Selon Baba Ndiaye, les artistes ont eu "beaucoup d'échanges" avec des artistes venus de France, de Suisse, de Belgique, du Canada. L'ambassade des Etats-Unis est intervenue dans le domaine de la lecture en renforçant la bibliothèque du complexe, qui compte environ 11.000 livres
S'ajoutent à cela des programmes des renforcement des capacités des acteurs culturels pour leur permettre d'avoir une compréhension de l'environnement culturel, la participation d'acteurs culturels de la banlieue à des manifestations comme la Biennale d'art africain contemporain, le Festival national des arts et cultures, etc.
"Il y a un volet +coopération+ avec les ambassades des Etats-Unis, d'Allemagne, d'Israël, du Japon.
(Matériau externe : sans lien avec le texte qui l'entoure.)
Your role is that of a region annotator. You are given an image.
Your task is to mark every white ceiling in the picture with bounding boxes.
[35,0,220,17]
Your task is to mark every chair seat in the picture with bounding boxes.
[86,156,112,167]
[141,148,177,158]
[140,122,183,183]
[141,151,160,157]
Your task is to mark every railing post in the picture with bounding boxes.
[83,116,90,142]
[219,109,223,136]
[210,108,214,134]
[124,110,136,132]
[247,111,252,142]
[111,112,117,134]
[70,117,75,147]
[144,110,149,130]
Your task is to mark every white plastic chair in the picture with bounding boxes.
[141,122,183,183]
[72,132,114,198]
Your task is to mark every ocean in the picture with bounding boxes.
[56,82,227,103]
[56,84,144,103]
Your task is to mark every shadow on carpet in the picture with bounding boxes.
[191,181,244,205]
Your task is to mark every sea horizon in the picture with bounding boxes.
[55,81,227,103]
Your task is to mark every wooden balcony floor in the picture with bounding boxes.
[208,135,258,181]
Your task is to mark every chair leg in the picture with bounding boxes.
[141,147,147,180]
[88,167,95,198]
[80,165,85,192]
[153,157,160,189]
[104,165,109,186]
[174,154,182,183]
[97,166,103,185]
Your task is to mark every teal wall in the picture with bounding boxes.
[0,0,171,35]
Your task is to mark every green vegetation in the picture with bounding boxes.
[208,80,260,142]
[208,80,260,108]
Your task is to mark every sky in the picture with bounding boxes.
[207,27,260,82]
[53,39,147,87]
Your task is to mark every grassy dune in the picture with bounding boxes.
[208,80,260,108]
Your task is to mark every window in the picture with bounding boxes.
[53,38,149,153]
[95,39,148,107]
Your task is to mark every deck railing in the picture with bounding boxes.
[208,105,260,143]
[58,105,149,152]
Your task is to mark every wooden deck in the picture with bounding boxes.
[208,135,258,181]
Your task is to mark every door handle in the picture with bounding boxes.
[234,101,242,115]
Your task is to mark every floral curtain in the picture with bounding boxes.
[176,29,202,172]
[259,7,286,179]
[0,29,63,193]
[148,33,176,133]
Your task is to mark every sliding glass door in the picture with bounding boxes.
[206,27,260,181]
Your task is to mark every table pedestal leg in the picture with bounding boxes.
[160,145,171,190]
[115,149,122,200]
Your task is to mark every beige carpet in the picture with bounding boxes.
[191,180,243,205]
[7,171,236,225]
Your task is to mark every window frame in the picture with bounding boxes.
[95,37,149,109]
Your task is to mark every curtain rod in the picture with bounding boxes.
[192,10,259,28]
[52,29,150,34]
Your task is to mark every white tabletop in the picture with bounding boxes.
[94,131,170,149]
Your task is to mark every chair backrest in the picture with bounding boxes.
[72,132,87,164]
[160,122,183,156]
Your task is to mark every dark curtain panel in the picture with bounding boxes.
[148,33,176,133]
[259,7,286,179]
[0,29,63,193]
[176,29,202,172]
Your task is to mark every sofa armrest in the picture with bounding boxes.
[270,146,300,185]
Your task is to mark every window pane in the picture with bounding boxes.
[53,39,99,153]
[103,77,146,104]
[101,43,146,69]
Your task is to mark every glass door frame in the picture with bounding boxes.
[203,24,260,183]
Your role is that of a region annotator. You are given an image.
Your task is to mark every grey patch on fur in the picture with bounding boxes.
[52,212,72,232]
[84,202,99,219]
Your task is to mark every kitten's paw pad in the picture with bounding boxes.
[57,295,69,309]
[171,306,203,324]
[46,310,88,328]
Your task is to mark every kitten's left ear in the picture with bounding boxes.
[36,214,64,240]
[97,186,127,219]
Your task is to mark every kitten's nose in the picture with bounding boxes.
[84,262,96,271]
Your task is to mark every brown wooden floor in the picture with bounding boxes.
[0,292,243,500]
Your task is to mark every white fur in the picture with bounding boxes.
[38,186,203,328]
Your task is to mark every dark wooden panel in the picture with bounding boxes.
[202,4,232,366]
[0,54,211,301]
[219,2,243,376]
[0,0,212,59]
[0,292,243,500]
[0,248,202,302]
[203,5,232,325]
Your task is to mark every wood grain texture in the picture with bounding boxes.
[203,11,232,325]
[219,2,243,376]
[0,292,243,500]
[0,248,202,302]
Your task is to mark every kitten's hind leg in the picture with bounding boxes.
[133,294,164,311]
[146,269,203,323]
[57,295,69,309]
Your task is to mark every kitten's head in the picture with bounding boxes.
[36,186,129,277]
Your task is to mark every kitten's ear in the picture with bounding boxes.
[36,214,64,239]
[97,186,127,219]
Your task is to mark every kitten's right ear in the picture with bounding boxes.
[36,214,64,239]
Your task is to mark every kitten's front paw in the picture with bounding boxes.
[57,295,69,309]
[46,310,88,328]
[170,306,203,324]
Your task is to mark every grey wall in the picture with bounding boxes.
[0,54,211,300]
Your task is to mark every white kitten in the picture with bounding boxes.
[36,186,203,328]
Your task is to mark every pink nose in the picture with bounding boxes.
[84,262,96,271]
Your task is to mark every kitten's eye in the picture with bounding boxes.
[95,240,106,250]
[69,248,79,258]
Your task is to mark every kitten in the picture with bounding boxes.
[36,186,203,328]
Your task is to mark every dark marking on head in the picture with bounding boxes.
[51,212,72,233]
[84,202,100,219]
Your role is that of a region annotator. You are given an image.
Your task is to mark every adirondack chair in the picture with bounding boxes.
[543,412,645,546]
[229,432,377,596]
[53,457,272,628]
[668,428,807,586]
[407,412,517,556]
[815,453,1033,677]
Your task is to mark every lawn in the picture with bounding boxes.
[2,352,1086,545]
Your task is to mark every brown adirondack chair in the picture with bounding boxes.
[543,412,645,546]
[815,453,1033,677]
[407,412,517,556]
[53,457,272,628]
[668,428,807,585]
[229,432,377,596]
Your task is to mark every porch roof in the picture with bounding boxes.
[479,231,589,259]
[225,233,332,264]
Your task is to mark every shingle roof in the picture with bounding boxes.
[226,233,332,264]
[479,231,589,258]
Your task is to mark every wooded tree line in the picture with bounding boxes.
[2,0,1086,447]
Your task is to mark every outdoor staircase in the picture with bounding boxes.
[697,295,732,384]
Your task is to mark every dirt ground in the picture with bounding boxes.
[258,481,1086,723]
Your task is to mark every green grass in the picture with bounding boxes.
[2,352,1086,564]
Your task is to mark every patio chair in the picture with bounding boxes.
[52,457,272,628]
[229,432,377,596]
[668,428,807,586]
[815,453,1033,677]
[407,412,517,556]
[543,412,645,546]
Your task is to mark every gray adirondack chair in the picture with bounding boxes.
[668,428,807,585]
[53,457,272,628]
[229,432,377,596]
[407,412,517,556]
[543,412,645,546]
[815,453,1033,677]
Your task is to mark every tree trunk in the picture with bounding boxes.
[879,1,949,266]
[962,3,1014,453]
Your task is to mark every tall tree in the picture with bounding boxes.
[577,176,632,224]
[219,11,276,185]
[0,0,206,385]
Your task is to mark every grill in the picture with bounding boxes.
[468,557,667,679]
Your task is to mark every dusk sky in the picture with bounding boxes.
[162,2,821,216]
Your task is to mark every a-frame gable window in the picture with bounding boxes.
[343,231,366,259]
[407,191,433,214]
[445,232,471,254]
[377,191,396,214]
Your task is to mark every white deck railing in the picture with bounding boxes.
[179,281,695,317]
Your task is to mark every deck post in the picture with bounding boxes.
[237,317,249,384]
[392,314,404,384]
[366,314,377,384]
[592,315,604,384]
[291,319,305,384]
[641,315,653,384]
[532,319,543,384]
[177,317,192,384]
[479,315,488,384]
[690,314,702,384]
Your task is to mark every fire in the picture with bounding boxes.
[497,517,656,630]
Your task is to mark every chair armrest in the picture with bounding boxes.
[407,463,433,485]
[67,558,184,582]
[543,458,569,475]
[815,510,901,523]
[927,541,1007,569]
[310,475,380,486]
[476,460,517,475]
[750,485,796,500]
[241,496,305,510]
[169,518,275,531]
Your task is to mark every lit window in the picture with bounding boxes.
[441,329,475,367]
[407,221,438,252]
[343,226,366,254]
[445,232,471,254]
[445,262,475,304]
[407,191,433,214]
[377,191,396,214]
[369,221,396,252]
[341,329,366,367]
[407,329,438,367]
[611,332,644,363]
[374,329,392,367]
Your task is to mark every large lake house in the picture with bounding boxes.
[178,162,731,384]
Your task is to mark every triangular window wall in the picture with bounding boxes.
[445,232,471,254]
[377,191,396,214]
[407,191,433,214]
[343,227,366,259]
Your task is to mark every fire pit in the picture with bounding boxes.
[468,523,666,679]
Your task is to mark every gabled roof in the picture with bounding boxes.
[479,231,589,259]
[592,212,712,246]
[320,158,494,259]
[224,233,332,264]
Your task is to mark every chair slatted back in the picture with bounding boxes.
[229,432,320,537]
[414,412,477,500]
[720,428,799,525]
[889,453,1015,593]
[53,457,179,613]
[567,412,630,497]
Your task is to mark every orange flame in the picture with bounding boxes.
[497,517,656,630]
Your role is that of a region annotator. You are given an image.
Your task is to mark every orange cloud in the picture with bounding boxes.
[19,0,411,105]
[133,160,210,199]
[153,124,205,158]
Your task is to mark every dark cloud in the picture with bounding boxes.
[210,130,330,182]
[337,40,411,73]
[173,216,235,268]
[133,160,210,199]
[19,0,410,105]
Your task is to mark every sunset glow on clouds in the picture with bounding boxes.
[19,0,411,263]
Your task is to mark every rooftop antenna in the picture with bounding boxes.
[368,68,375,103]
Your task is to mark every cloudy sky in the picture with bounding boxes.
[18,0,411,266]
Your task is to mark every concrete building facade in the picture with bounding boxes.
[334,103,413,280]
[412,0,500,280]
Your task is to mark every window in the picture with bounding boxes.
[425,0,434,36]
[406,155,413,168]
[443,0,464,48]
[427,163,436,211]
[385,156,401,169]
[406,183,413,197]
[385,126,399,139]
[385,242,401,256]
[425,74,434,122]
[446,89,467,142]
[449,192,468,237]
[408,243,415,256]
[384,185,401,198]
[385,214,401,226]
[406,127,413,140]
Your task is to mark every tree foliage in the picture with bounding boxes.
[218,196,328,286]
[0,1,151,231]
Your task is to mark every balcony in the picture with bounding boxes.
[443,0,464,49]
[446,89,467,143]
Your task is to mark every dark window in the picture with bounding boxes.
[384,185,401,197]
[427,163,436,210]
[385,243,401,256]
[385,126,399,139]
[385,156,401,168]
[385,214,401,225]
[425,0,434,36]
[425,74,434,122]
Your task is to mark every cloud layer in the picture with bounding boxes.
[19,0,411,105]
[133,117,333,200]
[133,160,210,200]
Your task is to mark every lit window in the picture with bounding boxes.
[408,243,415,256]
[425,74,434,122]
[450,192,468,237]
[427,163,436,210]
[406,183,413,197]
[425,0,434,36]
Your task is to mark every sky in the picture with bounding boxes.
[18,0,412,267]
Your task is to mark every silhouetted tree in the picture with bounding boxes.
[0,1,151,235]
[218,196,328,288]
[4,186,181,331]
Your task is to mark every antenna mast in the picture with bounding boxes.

Les programmes qui sont nés de ce volet ont permis la participation à de grands événements dans le pays", a relevé Baba Ndiaye.
Au titre des activités, la Galerie du complexe a organisé plusieurs expositions nationales et internationales, des expositions thématiques sur les inondations, l'émigration clandestine, des programmes d'embellissement de la ville avec l'ambassade d'Allemagne, l'Organisation des migrations internationales, des échanges avec des artistes israéliens.
Estimant qu'on ne peut pas s'occuper que de culture, le directeur du complexe a dit qu'il y a aussi un volet social.
"Nous avons ouvert le complexe aux associations d'intérêt social et éducatif", a indiqué Baba Ndiaye, citant l'Association des handicapés de Pikine, Synergie Banlieue qui s'active dans la sensibilisation contre les infections sexuellement transmissibles (IST), des associations d'étudiants qui accompagnent l'administration du complexe dans l'animation culturelle.